La scorsa settimana sono passato da Massimo il fruttivendolo e, dopo aver fatto la mia solita polemica su frutta e verdura fuori stagione, ho notato che proponeva le prime clementine di Calabria. Mi ha detto: “non sono fuori stagione perché cominciano a coglierle adesso, assaggiale, sono buone” e, visto che a mandarini e clementine non so proprio resistere, ho seguito il suo consiglio e le ho provate. Buone a dir la verità lo erano ma, ricordandomi che una decina di giorni fa Massimo vendeva i mandarini provenienti dall’Uruguay, mi è venuto spontaneo di fare un raffronto tra i due frutti. Concentrandomi su un aspetto: le distanze che coprono per arrivare fino a noi.
Prendendo per esempio e per buoni i prezzi qui sopra riportati (immagino che Massimo non sia più caro di altri fruttivendoli col negozio nei piccoli paesini, e comunque è coerente con i prezzi della zona) mi è venuto in mente di paragonare il costo per ogni chilometro del loro tragitto (dalla zona di produzione alla nostra tavola) se, per assurdo, l’intero prezzo fosse destinato alle spese del viaggio.
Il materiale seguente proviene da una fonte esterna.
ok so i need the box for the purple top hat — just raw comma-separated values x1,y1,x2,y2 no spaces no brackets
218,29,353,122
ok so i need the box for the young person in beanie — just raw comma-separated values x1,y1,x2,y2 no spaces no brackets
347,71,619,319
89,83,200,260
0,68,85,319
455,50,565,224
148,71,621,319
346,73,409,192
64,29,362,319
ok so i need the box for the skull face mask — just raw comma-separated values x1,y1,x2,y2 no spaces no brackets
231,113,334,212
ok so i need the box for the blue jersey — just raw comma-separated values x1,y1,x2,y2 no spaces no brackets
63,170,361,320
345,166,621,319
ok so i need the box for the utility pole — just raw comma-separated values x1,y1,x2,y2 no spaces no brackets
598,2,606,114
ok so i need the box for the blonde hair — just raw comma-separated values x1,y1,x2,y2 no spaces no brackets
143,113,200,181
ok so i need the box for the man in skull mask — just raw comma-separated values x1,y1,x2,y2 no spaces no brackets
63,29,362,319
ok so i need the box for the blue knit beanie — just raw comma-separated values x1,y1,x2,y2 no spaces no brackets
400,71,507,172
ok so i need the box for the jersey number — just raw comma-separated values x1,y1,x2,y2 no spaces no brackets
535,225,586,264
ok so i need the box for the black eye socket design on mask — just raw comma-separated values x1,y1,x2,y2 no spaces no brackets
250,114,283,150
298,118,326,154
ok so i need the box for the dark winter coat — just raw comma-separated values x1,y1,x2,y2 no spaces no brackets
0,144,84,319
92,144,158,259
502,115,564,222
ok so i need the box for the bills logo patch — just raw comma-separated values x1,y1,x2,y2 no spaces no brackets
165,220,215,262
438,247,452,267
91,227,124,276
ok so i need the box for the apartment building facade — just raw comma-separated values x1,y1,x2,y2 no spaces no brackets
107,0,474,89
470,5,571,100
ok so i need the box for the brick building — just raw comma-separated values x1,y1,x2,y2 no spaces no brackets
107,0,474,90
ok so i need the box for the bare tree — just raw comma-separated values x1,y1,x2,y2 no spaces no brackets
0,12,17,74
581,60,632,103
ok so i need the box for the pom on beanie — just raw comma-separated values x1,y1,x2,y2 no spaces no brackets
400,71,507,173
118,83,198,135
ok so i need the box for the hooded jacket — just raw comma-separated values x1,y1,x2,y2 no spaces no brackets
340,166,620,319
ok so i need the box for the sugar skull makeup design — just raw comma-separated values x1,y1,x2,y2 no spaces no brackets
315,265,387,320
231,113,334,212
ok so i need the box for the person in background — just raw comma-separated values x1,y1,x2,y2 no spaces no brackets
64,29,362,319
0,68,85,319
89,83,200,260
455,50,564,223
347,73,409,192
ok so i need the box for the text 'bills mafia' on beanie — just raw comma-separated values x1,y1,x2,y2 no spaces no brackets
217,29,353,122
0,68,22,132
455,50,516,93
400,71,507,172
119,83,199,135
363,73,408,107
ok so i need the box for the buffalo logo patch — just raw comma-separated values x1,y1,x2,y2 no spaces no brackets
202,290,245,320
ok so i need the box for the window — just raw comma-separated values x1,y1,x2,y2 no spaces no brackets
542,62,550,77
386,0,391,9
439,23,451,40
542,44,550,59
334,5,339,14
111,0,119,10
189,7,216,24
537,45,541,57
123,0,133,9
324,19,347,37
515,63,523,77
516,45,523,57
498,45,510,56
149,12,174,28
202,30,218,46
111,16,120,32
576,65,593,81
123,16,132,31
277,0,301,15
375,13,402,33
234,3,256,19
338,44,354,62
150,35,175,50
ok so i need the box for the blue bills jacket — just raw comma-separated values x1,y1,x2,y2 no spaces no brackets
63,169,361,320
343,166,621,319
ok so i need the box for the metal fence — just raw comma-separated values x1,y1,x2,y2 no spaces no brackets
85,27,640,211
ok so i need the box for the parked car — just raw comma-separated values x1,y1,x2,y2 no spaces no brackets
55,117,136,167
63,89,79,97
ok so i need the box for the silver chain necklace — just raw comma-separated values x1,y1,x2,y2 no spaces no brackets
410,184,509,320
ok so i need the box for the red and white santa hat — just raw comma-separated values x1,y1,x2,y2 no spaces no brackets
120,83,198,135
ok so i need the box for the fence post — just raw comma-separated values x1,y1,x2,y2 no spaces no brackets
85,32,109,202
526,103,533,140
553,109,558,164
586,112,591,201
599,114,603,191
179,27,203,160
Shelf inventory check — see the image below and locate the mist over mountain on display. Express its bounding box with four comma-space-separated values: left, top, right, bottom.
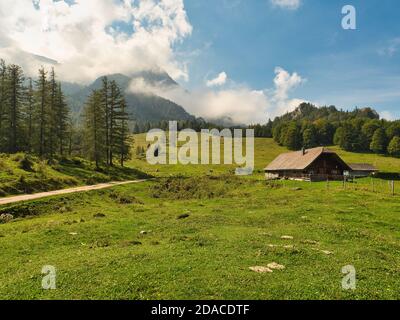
64, 71, 194, 124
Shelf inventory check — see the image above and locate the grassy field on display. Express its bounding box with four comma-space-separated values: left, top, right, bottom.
131, 134, 400, 176
0, 137, 399, 300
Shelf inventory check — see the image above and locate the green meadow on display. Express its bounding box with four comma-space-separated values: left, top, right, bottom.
0, 137, 399, 300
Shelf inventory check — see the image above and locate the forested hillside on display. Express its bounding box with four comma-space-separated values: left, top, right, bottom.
251, 103, 400, 156
65, 72, 195, 131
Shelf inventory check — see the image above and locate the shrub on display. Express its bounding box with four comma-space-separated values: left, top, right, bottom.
19, 154, 35, 172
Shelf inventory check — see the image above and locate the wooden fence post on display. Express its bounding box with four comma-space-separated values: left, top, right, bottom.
392, 180, 395, 196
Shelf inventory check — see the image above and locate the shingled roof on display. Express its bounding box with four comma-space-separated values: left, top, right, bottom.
348, 163, 378, 172
265, 147, 351, 171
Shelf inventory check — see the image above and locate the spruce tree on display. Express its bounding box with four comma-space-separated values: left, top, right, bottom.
83, 90, 106, 168
109, 80, 130, 166
6, 64, 25, 153
55, 83, 70, 156
0, 59, 8, 152
100, 77, 111, 166
25, 78, 35, 152
35, 67, 49, 157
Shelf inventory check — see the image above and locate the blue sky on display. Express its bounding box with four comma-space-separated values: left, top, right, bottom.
1, 0, 399, 123
178, 0, 400, 120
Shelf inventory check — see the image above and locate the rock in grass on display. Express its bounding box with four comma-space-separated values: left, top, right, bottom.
93, 213, 106, 218
301, 239, 319, 245
281, 235, 294, 240
267, 262, 285, 270
249, 266, 273, 273
0, 213, 14, 224
140, 230, 148, 235
177, 213, 190, 220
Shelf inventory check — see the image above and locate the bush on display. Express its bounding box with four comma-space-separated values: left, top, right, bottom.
19, 154, 35, 172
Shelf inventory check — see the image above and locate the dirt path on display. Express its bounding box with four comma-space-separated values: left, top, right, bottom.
0, 180, 148, 206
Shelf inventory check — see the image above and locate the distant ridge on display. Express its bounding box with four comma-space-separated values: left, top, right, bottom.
64, 70, 194, 123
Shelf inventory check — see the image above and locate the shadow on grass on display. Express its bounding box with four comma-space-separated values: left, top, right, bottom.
54, 159, 152, 184
376, 172, 400, 181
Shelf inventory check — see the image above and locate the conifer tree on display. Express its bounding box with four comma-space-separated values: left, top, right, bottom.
83, 90, 106, 168
48, 68, 58, 158
114, 98, 130, 166
100, 77, 111, 165
25, 78, 35, 152
55, 82, 70, 156
0, 59, 7, 152
6, 64, 25, 153
35, 67, 49, 157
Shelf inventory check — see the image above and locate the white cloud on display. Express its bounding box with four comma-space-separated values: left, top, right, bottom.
0, 0, 192, 83
271, 66, 306, 114
270, 0, 301, 10
133, 67, 306, 124
206, 72, 228, 87
380, 111, 396, 121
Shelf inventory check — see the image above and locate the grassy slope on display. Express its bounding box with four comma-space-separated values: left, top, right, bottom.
0, 153, 149, 197
0, 137, 399, 300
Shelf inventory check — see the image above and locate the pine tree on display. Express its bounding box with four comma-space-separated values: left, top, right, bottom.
115, 98, 130, 166
35, 67, 49, 157
25, 78, 35, 152
109, 80, 130, 166
0, 59, 8, 152
6, 64, 25, 153
83, 90, 106, 168
55, 83, 70, 156
100, 77, 111, 166
48, 68, 58, 158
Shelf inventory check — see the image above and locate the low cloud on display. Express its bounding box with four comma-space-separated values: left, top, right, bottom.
206, 72, 228, 87
130, 67, 306, 124
380, 110, 396, 121
270, 0, 301, 10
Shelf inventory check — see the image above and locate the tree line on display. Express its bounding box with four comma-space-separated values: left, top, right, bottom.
250, 103, 400, 156
0, 59, 130, 167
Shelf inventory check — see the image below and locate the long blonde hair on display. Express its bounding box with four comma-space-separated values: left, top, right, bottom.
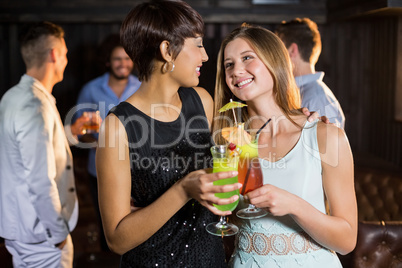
212, 23, 302, 144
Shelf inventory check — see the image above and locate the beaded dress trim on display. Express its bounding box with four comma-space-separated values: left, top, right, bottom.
237, 230, 323, 256
233, 221, 338, 268
230, 120, 341, 268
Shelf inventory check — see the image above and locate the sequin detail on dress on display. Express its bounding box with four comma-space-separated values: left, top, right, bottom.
110, 88, 226, 267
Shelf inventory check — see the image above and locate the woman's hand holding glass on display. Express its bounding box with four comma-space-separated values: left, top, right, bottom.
179, 167, 241, 216
235, 128, 269, 219
205, 145, 241, 236
243, 183, 302, 217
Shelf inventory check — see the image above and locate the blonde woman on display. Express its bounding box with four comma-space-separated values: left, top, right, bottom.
213, 24, 357, 267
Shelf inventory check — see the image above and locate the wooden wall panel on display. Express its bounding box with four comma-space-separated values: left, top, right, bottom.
396, 17, 402, 122
319, 17, 402, 168
0, 22, 124, 119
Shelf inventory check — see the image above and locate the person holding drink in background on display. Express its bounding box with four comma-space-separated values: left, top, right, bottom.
81, 110, 101, 134
213, 24, 357, 267
72, 34, 140, 251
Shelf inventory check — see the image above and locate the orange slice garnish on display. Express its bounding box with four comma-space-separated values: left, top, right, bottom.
221, 124, 251, 146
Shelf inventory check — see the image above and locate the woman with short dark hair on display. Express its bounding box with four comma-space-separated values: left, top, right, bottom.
96, 1, 240, 266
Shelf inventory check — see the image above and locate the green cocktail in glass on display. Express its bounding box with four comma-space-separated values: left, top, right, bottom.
212, 155, 239, 212
206, 145, 239, 236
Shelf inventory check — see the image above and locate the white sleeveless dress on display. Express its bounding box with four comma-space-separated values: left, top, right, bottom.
230, 120, 343, 268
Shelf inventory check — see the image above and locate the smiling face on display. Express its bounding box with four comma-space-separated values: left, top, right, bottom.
224, 37, 273, 102
213, 25, 302, 138
109, 46, 133, 80
172, 36, 209, 88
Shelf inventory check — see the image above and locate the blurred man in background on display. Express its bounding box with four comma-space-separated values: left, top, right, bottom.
276, 18, 345, 129
73, 33, 141, 251
0, 21, 86, 268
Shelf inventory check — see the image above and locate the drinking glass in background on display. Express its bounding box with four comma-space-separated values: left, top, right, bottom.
82, 111, 101, 134
236, 129, 268, 219
206, 145, 240, 236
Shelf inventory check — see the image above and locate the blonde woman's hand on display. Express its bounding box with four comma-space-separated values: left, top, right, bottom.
244, 184, 301, 217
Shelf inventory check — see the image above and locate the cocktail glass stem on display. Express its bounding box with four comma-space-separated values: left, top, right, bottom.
237, 202, 268, 219
206, 216, 238, 236
246, 204, 257, 212
206, 145, 239, 236
217, 217, 227, 228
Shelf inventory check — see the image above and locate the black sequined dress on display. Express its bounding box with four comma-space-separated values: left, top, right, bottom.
109, 87, 226, 268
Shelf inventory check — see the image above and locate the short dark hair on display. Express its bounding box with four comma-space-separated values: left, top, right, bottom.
275, 18, 321, 64
19, 21, 64, 69
120, 0, 204, 81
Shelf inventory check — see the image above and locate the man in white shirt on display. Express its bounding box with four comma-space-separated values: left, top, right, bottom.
276, 18, 346, 129
0, 21, 86, 268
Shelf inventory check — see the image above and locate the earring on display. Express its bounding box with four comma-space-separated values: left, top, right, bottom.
163, 61, 175, 73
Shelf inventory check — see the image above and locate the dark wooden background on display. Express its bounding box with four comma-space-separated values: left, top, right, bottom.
1, 0, 401, 169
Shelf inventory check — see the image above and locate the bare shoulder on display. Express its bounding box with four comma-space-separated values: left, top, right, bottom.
316, 121, 347, 140
193, 86, 214, 124
193, 86, 213, 104
103, 113, 124, 130
99, 113, 128, 145
316, 121, 350, 158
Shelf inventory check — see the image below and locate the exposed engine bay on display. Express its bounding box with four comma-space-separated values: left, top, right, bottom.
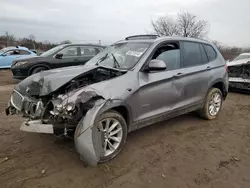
228, 62, 250, 90
6, 67, 125, 136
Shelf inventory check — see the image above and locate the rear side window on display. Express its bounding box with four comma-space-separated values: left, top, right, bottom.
203, 44, 217, 61
20, 50, 31, 55
80, 47, 99, 56
199, 44, 209, 64
182, 42, 202, 67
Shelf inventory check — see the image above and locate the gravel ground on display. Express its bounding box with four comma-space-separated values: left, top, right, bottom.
0, 70, 250, 188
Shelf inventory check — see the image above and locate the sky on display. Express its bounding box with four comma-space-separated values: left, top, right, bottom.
0, 0, 249, 46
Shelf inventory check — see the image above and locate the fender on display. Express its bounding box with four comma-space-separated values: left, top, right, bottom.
207, 78, 228, 99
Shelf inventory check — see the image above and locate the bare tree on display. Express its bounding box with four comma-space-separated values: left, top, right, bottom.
151, 11, 209, 39
5, 32, 16, 46
151, 16, 178, 36
177, 11, 208, 38
28, 34, 36, 41
60, 40, 72, 44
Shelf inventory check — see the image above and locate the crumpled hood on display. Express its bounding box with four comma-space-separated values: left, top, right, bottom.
14, 65, 98, 96
227, 59, 250, 67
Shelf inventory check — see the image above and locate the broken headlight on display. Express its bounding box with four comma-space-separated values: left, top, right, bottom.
65, 103, 75, 111
54, 103, 75, 113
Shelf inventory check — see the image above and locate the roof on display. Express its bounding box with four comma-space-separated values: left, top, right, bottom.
62, 43, 105, 48
116, 35, 212, 45
4, 46, 29, 51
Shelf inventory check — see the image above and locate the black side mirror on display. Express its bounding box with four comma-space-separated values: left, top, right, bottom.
55, 53, 63, 59
146, 59, 166, 71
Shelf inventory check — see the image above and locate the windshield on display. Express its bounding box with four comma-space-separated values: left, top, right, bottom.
233, 54, 250, 61
40, 45, 65, 57
85, 42, 152, 69
0, 47, 9, 55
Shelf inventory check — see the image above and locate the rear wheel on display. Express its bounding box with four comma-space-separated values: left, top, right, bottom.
31, 67, 48, 75
198, 88, 223, 120
98, 110, 128, 163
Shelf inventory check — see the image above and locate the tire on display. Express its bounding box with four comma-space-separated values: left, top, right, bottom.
198, 88, 223, 120
98, 110, 128, 163
31, 66, 48, 75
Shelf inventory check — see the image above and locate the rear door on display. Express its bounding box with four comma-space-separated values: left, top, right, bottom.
52, 46, 80, 68
175, 41, 210, 108
77, 46, 101, 65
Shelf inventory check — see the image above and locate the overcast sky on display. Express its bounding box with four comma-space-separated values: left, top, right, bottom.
1, 0, 249, 46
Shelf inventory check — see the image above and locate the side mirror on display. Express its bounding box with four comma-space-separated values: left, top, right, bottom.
1, 53, 6, 57
147, 59, 166, 71
55, 53, 63, 59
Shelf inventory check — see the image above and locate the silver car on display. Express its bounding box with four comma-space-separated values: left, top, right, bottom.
227, 53, 250, 91
6, 35, 229, 166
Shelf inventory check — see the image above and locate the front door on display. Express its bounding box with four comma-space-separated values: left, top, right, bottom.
136, 42, 182, 128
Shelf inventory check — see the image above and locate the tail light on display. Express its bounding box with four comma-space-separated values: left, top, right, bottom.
225, 63, 228, 72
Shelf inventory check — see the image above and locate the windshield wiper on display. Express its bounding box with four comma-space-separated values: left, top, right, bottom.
111, 53, 120, 68
95, 53, 109, 66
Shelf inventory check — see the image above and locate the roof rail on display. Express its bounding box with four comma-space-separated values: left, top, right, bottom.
125, 35, 159, 40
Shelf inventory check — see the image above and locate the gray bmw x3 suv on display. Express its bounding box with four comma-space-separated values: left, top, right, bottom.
6, 35, 229, 166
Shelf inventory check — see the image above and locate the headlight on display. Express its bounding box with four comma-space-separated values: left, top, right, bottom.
66, 103, 75, 111
14, 61, 28, 66
55, 103, 75, 112
55, 104, 63, 112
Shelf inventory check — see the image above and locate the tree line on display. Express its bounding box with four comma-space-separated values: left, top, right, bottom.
0, 32, 72, 52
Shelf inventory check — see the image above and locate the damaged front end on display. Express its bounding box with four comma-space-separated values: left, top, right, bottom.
6, 66, 125, 136
6, 66, 127, 165
228, 61, 250, 91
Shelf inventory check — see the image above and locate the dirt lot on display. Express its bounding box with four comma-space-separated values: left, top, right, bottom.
1, 70, 250, 188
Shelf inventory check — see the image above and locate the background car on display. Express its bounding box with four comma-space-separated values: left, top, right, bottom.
0, 46, 37, 69
11, 44, 104, 79
227, 53, 250, 91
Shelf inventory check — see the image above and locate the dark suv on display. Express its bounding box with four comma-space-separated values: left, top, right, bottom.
6, 35, 228, 166
11, 44, 104, 79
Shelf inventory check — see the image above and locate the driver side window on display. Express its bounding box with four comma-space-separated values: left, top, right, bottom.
152, 43, 180, 71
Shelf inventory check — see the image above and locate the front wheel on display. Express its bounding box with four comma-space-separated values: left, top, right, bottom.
98, 110, 128, 163
198, 88, 223, 120
31, 66, 48, 75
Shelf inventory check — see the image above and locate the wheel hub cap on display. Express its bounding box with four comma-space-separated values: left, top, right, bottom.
208, 93, 222, 116
98, 118, 123, 157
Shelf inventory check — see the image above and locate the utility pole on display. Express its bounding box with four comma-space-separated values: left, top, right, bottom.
5, 31, 8, 47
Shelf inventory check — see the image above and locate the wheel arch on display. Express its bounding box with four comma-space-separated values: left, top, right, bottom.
209, 79, 227, 99
28, 63, 51, 75
99, 100, 133, 132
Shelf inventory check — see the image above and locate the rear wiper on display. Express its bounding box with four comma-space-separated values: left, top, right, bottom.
111, 53, 120, 68
95, 53, 108, 66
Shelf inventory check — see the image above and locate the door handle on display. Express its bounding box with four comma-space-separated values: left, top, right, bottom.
174, 72, 183, 77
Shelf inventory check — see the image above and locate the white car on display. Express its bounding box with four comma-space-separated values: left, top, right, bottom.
227, 53, 250, 91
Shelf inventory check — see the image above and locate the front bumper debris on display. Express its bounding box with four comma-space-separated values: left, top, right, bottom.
20, 120, 54, 134
229, 77, 250, 90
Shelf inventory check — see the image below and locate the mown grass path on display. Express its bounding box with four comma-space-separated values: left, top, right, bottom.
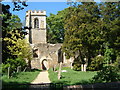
31, 71, 51, 84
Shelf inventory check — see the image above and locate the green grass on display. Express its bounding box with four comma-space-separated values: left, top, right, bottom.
2, 69, 40, 86
48, 67, 97, 85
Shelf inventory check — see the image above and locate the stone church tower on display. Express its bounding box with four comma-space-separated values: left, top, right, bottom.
25, 10, 73, 70
25, 10, 46, 44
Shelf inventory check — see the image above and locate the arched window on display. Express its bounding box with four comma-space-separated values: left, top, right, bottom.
34, 18, 39, 28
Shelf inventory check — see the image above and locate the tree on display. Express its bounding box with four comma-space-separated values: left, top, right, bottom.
62, 2, 101, 71
2, 5, 23, 62
2, 3, 28, 62
92, 66, 120, 83
62, 2, 120, 71
99, 2, 120, 64
4, 30, 32, 69
47, 8, 69, 43
1, 1, 31, 71
1, 0, 28, 11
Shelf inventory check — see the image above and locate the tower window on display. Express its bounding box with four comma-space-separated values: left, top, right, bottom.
34, 18, 39, 28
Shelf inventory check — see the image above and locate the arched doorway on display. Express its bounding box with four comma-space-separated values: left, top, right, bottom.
42, 59, 48, 70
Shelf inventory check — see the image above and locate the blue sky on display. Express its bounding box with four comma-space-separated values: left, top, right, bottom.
2, 1, 106, 23
2, 2, 69, 23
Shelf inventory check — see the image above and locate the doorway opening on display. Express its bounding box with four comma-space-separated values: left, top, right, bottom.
42, 59, 48, 70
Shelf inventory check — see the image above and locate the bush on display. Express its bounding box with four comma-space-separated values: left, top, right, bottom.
114, 56, 120, 70
88, 55, 104, 71
2, 58, 27, 75
92, 66, 120, 83
73, 63, 81, 71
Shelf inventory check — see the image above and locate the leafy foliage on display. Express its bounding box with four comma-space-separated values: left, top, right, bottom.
4, 30, 32, 60
88, 55, 104, 71
47, 8, 69, 43
62, 2, 101, 64
92, 66, 120, 83
114, 56, 120, 70
2, 4, 23, 62
2, 58, 26, 74
62, 2, 120, 69
73, 64, 81, 71
72, 57, 82, 71
104, 46, 114, 66
12, 1, 28, 11
3, 30, 32, 70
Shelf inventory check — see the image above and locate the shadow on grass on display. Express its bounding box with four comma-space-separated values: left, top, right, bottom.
74, 80, 93, 85
30, 68, 42, 72
2, 81, 64, 90
2, 81, 30, 90
50, 79, 93, 86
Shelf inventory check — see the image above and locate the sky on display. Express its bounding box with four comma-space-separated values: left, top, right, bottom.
2, 0, 117, 23
2, 2, 69, 23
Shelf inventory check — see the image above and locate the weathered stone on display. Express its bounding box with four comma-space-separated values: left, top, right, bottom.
25, 10, 73, 70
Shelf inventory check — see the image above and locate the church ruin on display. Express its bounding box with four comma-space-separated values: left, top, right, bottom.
25, 10, 73, 70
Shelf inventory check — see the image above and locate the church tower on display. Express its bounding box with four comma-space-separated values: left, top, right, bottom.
25, 10, 46, 44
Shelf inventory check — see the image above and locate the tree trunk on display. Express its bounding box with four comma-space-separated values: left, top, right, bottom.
28, 60, 31, 71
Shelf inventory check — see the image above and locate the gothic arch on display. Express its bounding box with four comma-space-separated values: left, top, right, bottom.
40, 57, 52, 70
41, 59, 48, 70
34, 18, 39, 28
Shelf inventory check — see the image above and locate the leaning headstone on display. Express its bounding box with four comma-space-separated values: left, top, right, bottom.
17, 66, 21, 72
84, 64, 87, 72
23, 67, 27, 72
58, 62, 62, 80
81, 64, 84, 71
8, 67, 10, 79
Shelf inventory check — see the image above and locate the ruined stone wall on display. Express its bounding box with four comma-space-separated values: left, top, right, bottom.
25, 10, 72, 70
31, 43, 62, 70
31, 58, 41, 69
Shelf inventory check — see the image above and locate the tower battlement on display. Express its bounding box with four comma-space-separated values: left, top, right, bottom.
26, 10, 46, 16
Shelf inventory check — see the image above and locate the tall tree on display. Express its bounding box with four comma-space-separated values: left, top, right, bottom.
2, 4, 23, 62
63, 2, 120, 69
4, 30, 32, 69
62, 2, 100, 65
2, 3, 28, 62
47, 8, 69, 43
99, 2, 120, 64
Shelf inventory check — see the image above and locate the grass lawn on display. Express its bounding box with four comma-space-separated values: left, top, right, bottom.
48, 67, 97, 85
2, 69, 40, 88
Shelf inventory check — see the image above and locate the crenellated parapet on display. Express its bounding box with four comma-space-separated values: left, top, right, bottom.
26, 10, 46, 16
Tutto molto empirico certo (è un raffronto che non usa neanche lo stesso frutto, anche se mandarini e clementine possono dirsi “fratelli”) ma comunque emblematico.
Allora ho aperto Google Heart, ho preso lo strumento righello e ho tracciato una linea tra un punto nel centro dell’Uruguay e un punto nel centro Italia ottenendo come risultato circa 10.500 Km di distanza tra i due punti. Ho poi ripetuto l’operazione partendo dal centro della Calabria e arrivando nel solito punto della misura precedente (centro Italia) con il risultato di poco più di 600 Km di distanza tra i due punti. Fatto questo ho calcolato 4,20 euro (il prezzo dei mandarini uruguayani un paio di settimane fa) diviso 10.500 (i Km in linea d’aria tra l’Uruguay e l’Italia) e 3,75 euro (il prezzo delle clementine una settimana fa) diviso 600 (i Km tra la Calabria e il centro Italia) ottenendo come risultato 0,0004 nel primo caso e 0,00625 nel secondo caso, cifre che corrispondono al costo in euro per chilometro percorso dai due frutti prima di giungere fino a noi.
Confesso che la matematica non è mai stata il mio forte e messa così, con quella virgola e quegli zeri, potrebbe non dirmi un granché ma basta incrociare i dati e subito iniziano le sorprese: se i mandarini, con il costo con cui provengono dal Sudamerica, venissero dalla Calabria mi ciberei solo ed esclusivamente di questi deliziosi agrumi perché verrebbero a costare la misera cifra di 0,24 euro al Kg mentre viceversa i clementini, percorrendo più di diecimila Km al prezzo con cui giungono dalla Calabria, costerebbero la cifra record di 65,625 euro al Kg!!!
Ok, ripeto, tutto empirico e approssimativo ma forse un po’ l’idea la rende: come è possibile una differenza del genere? Quanto vengono all’origine i mandarini sudamecani? quanto incide il viaggio (e il prezzo del carburante) sul costo finale?
Premesso che non ho nulla contro l’Uruguay (grande terra, grande popolo, grandi mandarini!) o chi per lui (Brasile, Argentina Sudafrica ecc.), il problema è che, per le tonnellate di merci che ogni giorno vengono scambiate a livello planetario, tra le zone di produzione e quelle di consumo sempre più spesso ci sono oceani di mezzo e migliaia di chilometri di distanza da percorrere, il tutto nel nome della globalizzazione e del libero mercato (che, stando alla crisi finanziaria globale, non sembrano i metodi migliori su cui basare l’economia di un pianeta…)
E allora la domanda finale sorge spontanea: è così a buon mercato inquinare il pianeta?